Kanai Masashi, Izawa Kazuhiro P, Nozoe Masafumi, Kubo Hiroki, Kobayashi Miki, Onishi Akira, Mase Kyoshi, Shimada Shinichi
Department of Rehabilitation, Itami Kousei Neurosurgical Hospital, Itami, Japan; Department of Public Health, Graduate School of Health Sciences, Kobe University, Kobe, Japan; Cardiovascular stroke Renal Project (CRP), Kobe, Japan.
Department of Public Health, Graduate School of Health Sciences, Kobe University, Kobe, Japan; Cardiovascular stroke Renal Project (CRP), Kobe, Japan.
J Stroke Cerebrovasc Dis. 2019 Apr;28(4):1048-1055. doi: 10.1016/j.jstrokecerebrovasdis.2018.12.029. Epub 2019 Jan 11.
Although there are reports on the promotion of physical activity during hospitalization, there is no evidence that promoting in-hospital physical activity continues over time after discharge. The purpose of this study was to evaluate the long-term effect of promoting in-hospital physical activity on postdischarge physical activity and self-efficacy for physical activity in patients with mild ischemic stroke.
This was a cross-sectional study of a post hoc analysis of a previous randomized controlled trial. Patients with mild ischemic stroke were divided into the intervention group (in which physical activity was promoted during hospitalization) and a control group. To promote in-hospital physical activity, patients in the intervention group were instructed in the self-monitoring approach. After discharge, we measured physical activity and self-efficacy for physical activity by mailing a questionnaire to the patients. The average number of steps taken was used the index of postdischarge physical activity.
The study sample comprised 30 patients, with 13 patients in the intervention group and 17 patients in the control group. There were no significant differences in physical activity values (6176.8 versus 6112.8 steps/day, P = .932) and self-efficacy for physical activity score (66.0 versus 76.0 points, P = .801) between the 2 groups.

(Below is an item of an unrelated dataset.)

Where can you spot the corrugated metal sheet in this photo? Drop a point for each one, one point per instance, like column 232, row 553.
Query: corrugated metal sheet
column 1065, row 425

This study showed that the promotion of in-hospital physical activity did not appear to increase physical activity and self-efficacy for physical activity in patients with mild ischemic stroke after discharge. Additional study is needed to establish a more specific approach to promote physical activity during hospitalization that will carry over during long-term follow-up.
尽管有关于住院期间促进身体活动的报道,但没有证据表明促进住院期间的身体活动在出院后能长期持续。本研究的目的是评估促进住院期间身体活动对轻度缺血性中风患者出院后身体活动及身体活动自我效能的长期影响。

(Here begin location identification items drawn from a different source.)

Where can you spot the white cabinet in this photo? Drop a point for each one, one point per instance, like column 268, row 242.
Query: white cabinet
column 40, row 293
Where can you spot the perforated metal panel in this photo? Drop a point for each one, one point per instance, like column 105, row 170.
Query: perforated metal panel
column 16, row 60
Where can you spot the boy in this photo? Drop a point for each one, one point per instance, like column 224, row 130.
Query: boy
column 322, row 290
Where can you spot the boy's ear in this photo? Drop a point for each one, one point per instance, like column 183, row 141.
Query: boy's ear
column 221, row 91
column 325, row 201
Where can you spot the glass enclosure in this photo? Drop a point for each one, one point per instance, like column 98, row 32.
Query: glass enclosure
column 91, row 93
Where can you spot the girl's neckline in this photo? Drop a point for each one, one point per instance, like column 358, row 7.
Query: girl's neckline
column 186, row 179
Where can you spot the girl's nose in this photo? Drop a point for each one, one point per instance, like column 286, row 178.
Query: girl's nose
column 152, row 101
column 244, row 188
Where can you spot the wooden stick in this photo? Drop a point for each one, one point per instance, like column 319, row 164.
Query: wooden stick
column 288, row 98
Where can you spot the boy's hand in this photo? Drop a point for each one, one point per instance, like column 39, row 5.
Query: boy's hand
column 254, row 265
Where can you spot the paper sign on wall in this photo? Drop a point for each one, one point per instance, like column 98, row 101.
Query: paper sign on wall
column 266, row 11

这是一项对先前随机对照试验进行事后分析的横断面研究。轻度缺血性中风患者被分为干预组(住院期间促进身体活动)和对照组。为促进住院期间的身体活动,干预组患者接受了自我监测方法的指导。出院后,我们通过向患者邮寄问卷来测量身体活动及身体活动自我效能。平均步数被用作出院后身体活动的指标。
研究样本包括30名患者,干预组13名,对照组17名。两组之间的身体活动值(分别为6176.8步/天和6112.8步/天,P = 0.932)和身体活动自我效能得分(分别为66.0分和76.0分,P = 0.801)没有显著差异。
本研究表明,促进住院期间的身体活动似乎并未增加轻度缺血性中风患者出院后的身体活动及身体活动自我效能。需要进一步研究以建立一种更具体的方法来促进住院期间的身体活动,并在长期随访中持续发挥作用。